My monthly household expenses (cleaning, garden, bond, security etc.) is down by 80%. Yip 80%. Now I did buy the new place cash, but even removing the bond payments, my monthly saving is almost 60%.

We keep stuff because we don't know what else to do. But memories are not about stuff. My mother passed away over 20 years ago, and I remember her almost every day, not from things but from memories. Things are baggage, seldom really useful and seldom serve a purpose. So now we have 3 pots because really why did we ever have 20 pots? We're less than a year into living small but so far it is great. We love only owning important and beautiful things, and the savings are huge.

And has it been a worthwhile exercise? In hindsight would you have done anything differently?

Working 100% as hoped.
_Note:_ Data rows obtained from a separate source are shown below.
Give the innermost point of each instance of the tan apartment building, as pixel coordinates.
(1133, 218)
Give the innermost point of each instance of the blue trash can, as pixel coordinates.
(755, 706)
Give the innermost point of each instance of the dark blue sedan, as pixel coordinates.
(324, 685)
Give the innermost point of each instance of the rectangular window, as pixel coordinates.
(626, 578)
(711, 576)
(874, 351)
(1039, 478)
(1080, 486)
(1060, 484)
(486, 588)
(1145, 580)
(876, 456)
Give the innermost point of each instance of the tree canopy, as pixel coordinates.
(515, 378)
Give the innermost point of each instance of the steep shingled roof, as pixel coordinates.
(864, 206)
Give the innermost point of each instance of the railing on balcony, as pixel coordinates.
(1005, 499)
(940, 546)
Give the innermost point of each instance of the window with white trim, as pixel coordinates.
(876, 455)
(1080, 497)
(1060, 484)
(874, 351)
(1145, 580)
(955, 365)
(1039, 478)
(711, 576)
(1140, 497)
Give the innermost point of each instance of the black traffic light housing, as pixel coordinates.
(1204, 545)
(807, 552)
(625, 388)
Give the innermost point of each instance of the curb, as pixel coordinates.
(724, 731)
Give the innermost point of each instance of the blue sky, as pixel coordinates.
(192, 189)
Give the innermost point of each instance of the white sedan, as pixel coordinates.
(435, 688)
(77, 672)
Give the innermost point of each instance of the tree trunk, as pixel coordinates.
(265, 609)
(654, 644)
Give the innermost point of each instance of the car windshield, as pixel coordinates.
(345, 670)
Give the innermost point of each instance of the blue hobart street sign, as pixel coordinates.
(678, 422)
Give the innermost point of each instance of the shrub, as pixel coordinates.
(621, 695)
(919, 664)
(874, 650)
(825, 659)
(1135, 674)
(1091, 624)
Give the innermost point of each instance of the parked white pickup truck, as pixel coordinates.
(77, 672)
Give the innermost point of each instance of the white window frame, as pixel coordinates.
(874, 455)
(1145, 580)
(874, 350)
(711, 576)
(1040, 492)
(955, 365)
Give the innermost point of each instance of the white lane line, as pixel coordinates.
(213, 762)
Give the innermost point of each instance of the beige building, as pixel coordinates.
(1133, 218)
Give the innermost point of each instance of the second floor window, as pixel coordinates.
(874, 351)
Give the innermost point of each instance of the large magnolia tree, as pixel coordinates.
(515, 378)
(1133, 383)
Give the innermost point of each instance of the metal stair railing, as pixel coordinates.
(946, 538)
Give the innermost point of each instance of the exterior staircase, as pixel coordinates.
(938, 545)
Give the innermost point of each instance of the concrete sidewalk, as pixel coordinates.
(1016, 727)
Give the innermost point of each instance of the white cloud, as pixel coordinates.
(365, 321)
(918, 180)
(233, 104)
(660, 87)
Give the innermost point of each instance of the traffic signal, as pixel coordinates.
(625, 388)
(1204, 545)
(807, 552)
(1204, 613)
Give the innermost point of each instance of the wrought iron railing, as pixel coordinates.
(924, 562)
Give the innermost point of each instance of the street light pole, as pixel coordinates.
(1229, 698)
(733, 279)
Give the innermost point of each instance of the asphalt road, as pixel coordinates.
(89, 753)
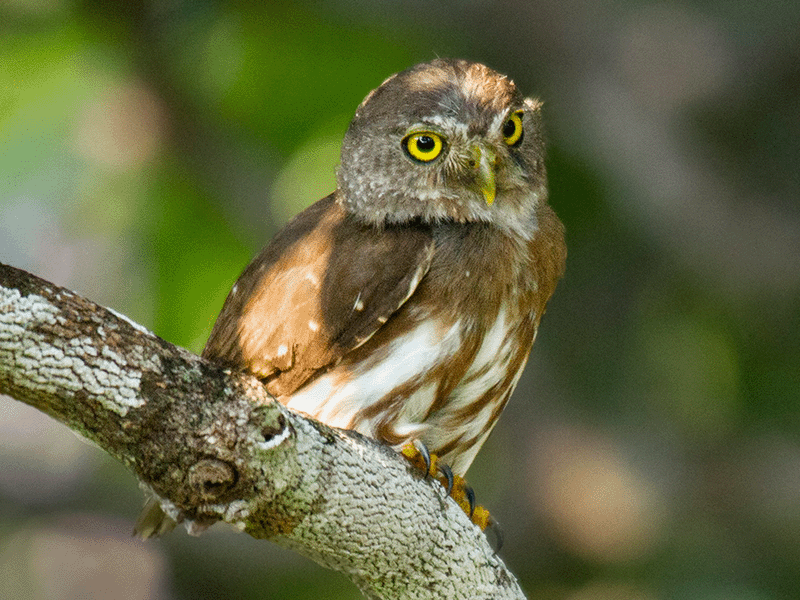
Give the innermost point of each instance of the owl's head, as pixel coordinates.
(445, 140)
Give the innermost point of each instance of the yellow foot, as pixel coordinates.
(456, 486)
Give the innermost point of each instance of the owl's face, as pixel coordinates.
(445, 140)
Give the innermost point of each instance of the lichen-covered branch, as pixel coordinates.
(214, 446)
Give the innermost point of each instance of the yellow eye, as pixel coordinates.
(423, 145)
(512, 129)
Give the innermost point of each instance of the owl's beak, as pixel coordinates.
(483, 161)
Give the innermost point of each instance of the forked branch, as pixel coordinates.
(213, 446)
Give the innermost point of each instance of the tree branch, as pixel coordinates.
(213, 445)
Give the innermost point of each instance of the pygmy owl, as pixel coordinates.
(404, 305)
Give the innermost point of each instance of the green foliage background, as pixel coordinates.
(652, 449)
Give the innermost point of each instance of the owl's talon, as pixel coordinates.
(447, 473)
(470, 493)
(494, 527)
(424, 454)
(457, 488)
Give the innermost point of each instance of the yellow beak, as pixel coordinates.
(484, 163)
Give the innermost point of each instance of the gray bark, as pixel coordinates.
(214, 446)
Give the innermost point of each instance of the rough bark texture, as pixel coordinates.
(214, 446)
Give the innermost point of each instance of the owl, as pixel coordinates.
(404, 304)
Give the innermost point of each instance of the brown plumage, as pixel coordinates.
(404, 305)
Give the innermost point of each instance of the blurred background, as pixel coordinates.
(652, 449)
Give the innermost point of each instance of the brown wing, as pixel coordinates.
(322, 287)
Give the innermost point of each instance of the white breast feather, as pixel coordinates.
(335, 399)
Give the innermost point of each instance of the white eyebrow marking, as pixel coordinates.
(359, 305)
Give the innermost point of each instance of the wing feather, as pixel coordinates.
(321, 288)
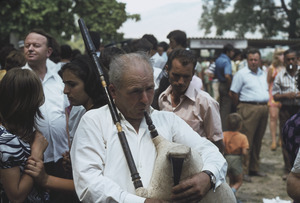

Only thing I would do differently is start sooner, like when we moved to JHB in 2007.

So.........Is it better to Buy Or Rent?

Rent - every time. But we own because this is less a financial decision and more an emotional or default decision. My wife wants to own the place we live as it makes her feel more secure in life. So we bought it rather then rent. But in truth most people never own their place, the bank does. So the question should be; rent, own or live in the banks house? Most people spend their life renting, but renting from the bank.

The readers of the blog know full well that there is no financial advice here - but what are you currently investing in?

My portfolio is pubically viewable at http://www.simonbrown.co.za/portfolio/

There are now close on 80 ETF's in South Africa, so I am going to hit you with my ETF police question. Let’s say the ETF police came around and said, "Okay Simon, these ETF's are getting out of hand, we are going to shut them all down except for one. Pick which one gets to stay"

ASHGEQ. Kristia did a podcast on just this a while back. ETFs are passive, but selecting is active, and trying to put together a market beating ETF portfolio is totally active. This is a global ETF with some 1,200 shares (including emerging markets but no Africa). I added it to my tax-free portfolio this year. 

Any tips for someone who is just starting out and wants to start allocating some money towards investing?

Do it, do it every month. Spend less then you earn every month and put the difference into a low cost ETF with a low cost brokerage. Fill up your R33k tax-free limit first. Then come back in say 30 or 40 years and you will have created wealth. It really is that simple but unfortunately it is also slow. There is only one quick way to get rich - marry money.

Where do you plan to retire?

By a beach. Right on the beach, not a short walk away. I wanna be able to see and hear the waves at all times.

What are your hobbies and interests? And I guess at the same time this is probably also going to be the answer to what you plan to do with your time once you no longer need to work?

I like listening to music, reading, playing chess online, taking pictures, surfing, traveling, learning and sharing. Thanks to the Internet, there are a million things I want to get smarter about and I can. I am currently digging around the science of cooking. Huge fun and even some great food occasionally.

Looking a little bit ahead, what are your plans for the next 1-3 years?

Get Just One Lap to ten years old, take more photos, and spend more time in AirBnBs.

And for the next 5-10 years?

Get better at my surfing.

And finally, where can people find you? Hit us with all your socials and URL's


A huge thanks to Simon for agreeing to do this interview. As you have read, he is a very busy man, so it was great that he took the time out to answer questions from little old me! I guess it is once again testament to his willingness to share, teach and help people be better.

I hope you found reading the interview as entertaining as I did writing it!